A) A Impugnante exerce a actividade de construção de edifícios – CAE 45211.

B) A Impugnante encontra-se enquadrada em IRC no regime Geral de Tributação.

C) Na sequência das Ordens de Serviço n.º 128975 e 18976 de 25.02.2002, a Impugnante foi sujeita a uma acção de Inspecção, relativa aos exercícios de 1998 e 1999, tendo-se concluído pelo apuramento do lucro tributável da Impugnante, relativo àqueles exercícios, por recurso a métodos indirectos, conforme parecer e despacho datado de 25.07.2002 proferido no Relatório de Inspecção, que aqui se dá por integralmente reproduzido para todos os efeitos legais. (Cfr. Relatório da Inspecção junto a fls. 5 a 23 e respectivos anexos a fls. 24 a 152 do processo administrativo tributário em apenso).

D) Do Relatório de Inspecção a que alude a al. C) do probatório destaca-se o seguinte;
«IV- Motivos e exposição dos factos que implicam o recurso a métodos indirectos.
No decurso da inspecção efectuada aos exercícios de 1998 e 199(8)9, detectaram-se situações indiciárias de omissão de prov(isões)eitos, nomeadamente a venda de fracções com prejuízo e valores de sinais que não deram entrada na empresa. Esse facto levou-nos a efectuar determinados controlos cruzados, tendo para o efeito seleccionado algumas situações detectadas ao longo da fiscalização.
(…)
Em conclusão, os factos descritos demonstram que as omissões detectadas, não se tratam de casos pontuais, sus(peitáveis)ceptíveis de serem acrescidos aos valores declarados como correcções técnicas como é pretensão do contribuinte.
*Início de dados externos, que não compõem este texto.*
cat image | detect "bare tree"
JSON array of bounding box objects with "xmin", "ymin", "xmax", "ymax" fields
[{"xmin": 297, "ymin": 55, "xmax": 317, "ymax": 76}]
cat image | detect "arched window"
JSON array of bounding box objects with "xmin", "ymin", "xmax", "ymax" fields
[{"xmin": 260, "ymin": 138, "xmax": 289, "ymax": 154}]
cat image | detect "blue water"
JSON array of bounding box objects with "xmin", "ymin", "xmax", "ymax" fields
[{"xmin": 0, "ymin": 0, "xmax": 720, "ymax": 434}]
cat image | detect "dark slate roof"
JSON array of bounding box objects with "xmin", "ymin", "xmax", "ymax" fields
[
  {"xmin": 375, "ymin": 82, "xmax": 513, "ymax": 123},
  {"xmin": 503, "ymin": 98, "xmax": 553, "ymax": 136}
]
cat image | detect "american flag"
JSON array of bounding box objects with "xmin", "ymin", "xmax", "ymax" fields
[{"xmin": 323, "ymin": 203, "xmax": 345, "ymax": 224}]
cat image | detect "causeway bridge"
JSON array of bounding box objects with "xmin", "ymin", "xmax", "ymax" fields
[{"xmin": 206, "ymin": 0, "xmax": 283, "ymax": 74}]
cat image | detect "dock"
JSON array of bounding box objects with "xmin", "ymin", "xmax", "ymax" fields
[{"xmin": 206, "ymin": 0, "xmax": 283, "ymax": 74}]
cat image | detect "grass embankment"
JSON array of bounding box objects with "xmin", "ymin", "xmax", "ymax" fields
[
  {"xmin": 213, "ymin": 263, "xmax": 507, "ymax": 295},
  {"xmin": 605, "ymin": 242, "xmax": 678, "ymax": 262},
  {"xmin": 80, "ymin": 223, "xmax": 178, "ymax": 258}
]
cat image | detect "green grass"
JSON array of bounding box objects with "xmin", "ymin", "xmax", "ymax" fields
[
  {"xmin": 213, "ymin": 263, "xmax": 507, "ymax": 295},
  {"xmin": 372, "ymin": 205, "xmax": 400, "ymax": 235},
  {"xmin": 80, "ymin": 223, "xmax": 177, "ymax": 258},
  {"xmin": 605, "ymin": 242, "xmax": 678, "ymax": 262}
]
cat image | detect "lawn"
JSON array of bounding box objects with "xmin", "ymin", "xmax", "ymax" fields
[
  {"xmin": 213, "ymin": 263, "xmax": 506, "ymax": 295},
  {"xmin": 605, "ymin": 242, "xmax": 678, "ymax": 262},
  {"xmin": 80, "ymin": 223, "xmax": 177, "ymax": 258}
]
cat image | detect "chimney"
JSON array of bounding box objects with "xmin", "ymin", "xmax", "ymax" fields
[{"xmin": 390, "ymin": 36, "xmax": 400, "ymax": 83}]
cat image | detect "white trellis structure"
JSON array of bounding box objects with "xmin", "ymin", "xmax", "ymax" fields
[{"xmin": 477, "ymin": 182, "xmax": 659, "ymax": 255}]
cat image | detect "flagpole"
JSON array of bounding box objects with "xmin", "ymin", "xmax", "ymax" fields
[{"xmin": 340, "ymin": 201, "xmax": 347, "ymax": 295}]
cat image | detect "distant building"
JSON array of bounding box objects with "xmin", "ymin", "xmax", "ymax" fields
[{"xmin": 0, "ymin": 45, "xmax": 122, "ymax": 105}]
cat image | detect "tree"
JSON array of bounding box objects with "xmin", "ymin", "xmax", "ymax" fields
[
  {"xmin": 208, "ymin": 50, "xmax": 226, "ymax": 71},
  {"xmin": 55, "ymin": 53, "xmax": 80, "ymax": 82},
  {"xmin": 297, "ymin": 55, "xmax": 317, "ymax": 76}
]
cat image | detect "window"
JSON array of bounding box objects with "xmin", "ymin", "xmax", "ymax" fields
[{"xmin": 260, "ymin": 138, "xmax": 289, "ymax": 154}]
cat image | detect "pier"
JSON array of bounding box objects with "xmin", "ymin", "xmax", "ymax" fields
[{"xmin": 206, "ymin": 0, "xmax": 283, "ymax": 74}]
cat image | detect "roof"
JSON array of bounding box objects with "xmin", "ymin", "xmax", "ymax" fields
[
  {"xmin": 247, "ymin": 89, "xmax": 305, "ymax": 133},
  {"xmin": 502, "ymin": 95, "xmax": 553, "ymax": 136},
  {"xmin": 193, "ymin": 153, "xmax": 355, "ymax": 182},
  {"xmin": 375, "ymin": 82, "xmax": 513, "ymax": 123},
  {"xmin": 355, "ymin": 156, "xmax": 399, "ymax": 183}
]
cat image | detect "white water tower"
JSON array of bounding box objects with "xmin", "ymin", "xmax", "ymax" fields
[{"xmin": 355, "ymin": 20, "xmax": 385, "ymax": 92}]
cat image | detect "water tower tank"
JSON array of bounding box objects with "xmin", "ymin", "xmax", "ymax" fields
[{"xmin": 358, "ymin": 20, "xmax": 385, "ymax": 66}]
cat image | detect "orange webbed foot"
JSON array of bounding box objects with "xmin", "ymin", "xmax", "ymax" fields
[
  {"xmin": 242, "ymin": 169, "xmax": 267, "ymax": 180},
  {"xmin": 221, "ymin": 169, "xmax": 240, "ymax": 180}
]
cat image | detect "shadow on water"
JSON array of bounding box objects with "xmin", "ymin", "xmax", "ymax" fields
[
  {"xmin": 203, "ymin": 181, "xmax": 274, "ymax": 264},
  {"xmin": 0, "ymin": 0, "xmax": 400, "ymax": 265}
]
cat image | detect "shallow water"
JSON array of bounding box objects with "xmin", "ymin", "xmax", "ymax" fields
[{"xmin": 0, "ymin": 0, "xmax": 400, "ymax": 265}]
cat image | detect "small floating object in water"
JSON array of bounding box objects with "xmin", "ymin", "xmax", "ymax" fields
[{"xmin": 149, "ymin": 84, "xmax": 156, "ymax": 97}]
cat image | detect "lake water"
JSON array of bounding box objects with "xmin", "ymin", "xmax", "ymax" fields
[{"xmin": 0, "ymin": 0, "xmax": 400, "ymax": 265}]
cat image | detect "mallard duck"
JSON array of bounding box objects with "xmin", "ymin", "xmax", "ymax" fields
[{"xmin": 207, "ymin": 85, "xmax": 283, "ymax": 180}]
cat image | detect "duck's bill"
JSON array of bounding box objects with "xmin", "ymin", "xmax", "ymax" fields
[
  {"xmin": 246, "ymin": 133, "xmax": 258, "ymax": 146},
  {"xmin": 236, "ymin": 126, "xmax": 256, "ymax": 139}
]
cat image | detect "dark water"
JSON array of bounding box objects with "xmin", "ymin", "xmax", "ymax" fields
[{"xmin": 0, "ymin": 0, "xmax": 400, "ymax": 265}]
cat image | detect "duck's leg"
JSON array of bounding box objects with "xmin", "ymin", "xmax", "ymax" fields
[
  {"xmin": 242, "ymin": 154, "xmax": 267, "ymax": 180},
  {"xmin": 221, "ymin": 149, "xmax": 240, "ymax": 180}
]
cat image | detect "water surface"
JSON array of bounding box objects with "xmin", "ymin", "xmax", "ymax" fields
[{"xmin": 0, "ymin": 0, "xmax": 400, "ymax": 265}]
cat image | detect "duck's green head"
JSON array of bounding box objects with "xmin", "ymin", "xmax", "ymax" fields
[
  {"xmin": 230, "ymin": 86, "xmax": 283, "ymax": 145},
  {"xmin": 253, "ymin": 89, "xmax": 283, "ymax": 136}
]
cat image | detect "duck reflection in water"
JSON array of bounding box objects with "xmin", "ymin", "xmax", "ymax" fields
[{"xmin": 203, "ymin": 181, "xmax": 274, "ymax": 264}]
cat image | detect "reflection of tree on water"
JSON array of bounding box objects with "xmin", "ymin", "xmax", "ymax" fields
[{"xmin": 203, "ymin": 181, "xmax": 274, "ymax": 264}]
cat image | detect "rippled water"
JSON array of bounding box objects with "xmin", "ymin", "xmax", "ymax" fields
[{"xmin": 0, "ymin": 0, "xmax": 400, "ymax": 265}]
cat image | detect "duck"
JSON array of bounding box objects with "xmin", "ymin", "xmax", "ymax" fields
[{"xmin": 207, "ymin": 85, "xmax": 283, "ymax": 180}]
Antes assim, demonstra, que a escrita não reflecte a exacta situação patrimonial e o resultado efectivamente obtido.
Atente-se que estão em causa situações detectadas não isoladamente num único mediador, mas sim em vários mediadores que comercializam fracções no Cacém, designadamente B..., a C..., a D....»;

E) A Administração Fiscal, para efeitos de determinação do lucro tributável, adoptou a metodologia descrita no ponto V do Relatório de Inspecção, utilizando um critério de apuramento para as vendas do Edifício ...distinto do utilizado para a Urbanização Vale de ...– Cacém;

F) No que concerne ao Edifício Duque ... a Administração Fiscal optou por:
«(…) considerar a margem apurada na venda da fracção AI correspondente ao 6º B, cerca de 12%. Refira-se que a venda da fracção originou lucro, bem como na fracção (N)AN correspondente ao 7º C.
(…)
Importa referir que não obstante a venda do 6º B ter ocorrido em 1999, a formação total dos custos ocorreu em 1997, e tendo em conta a homogeneidade dos custos das fracções presume- -se que a margem apurada nas restantes fracções seja também (em) de 12%.
Finalmente salienta-se que esta margem de 12% é também a que consta nos rácios do sujeito passivo (vide R09 no anexo 15) pelo que afigura-se-nos que o critério utilizado é consistente e razoável, porquanto atende à situação concreta do contribuinte.»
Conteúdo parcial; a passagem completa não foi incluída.